Beginners Guide to MySQL Architecture
MySQL’s architecture is very different from that of other database servers and makes it useful for a wide range of purposes. MySQL is not perfect, but it is flexible enough to work well in very demanding environments, such as web applications. At the same time, MySQL can power embedded applications, data warehouses, content indexing, and delivery software, highly available redundant systems, online transaction processing (OLTP), and much more.
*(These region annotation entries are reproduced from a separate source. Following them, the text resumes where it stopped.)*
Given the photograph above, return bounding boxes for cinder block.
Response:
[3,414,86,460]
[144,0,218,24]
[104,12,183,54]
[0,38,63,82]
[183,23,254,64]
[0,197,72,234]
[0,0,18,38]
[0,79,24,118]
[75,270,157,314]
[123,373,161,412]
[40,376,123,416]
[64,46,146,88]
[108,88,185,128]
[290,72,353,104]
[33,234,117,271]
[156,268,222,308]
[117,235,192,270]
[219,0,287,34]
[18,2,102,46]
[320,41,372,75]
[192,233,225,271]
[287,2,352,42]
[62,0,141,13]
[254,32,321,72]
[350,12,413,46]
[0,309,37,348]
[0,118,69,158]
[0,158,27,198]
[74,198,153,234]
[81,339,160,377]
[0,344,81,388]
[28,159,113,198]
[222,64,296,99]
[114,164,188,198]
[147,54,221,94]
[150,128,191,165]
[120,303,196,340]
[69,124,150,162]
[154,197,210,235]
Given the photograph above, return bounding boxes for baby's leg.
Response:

To get the most from MySQL, you need to understand its design so that you can work with it, not against it. MySQL is flexible in many ways. For example, you can configure it to run well on a wide range of hardware, and it supports a variety of data types. However, MySQL’s most unusual and important feature is its storage-engine architecture, whose design separates query processing and other server tasks from data storage and retrieval.
MySQL client/server mode
A MySQL installation has the following required architectural components: the MySQL server, client programs, and MySQL non-client programs. A central program acts as a server, and the client programs connect to the server to make data requests.
MySQL client/server communication is not limited to environments where all computers run the same operating system.
- Client programs can connect to the server running on the same host or on a different host.
- Client/server communication can occur in environments where computers run different operating systems.
Client Programs
These programs are executed from the prompt of a command interpreter:
shell> mysql [options]
Use these client programs to perform the following actions:
- mysql: Issue queries and view results.
- mysqladmin: Administer the server.
- mysqlcheck: Check the integrity of database tables.
- mysqldump: Create logical backups.
- mysqlimport: Import text data files.
- mysqlshow: Show database, table, and column information.
- mysqlslap: Emulate client load.
The mysql client program is commonly known as the command-line interface (CLI). For more information about client programs, see the MySQL Reference Manual: http://dev.mysql.com/doc/mysql/en/programs-client.html.
Administrative and Utility Programs
There are many more programs available. To avoid loss or corruption of data, some of the programs require that you shut down the server and/or make a back up of your current tables prior to execution. For more information about administrative and utility programs, see the MySQL Reference Manual: http://dev.mysql.com/doc/mysql/en/programs-admin-utils.html.
Some of the administrative and utility programs are lusted below:
- innochecksum:Check an InnoDB tablespace file offline.
- mysqldumpslow:Summarize the slow query log files.
- mysqlbinlog:Display the binary log files.
MySQL Server
Note the difference between a server and a host: Server: A software program (mysqld) with a version number and a list of features. Host: The physical machine on which the server program runs, which includes the following:
- Its hardware configuration
- The operating system running on the machine
- Its network addresses
Multiple mysqld instances can run simultaneously on one host. The configuration of the MySQL server evolves from one product version to the next. Always consult the product documentation for the most up-to-date configuration information.
MySQL Server
- Is the database server program called mysqld
- Is not the same as a “host”
- Is a single process and is multithreaded
- Manages access to databases on disk and in memory
- Supports simultaneous client connections
- Supports multiple storage engines
- Supports both transactional and nontransactional tables
- Uses memory in the form of: Caching and Buffering
Server Process
The mysql (server program) process can be sliced into the following three layers:
- Connection layer: Handles connections. This layer exists on all server software (Web/mail/LDAP server).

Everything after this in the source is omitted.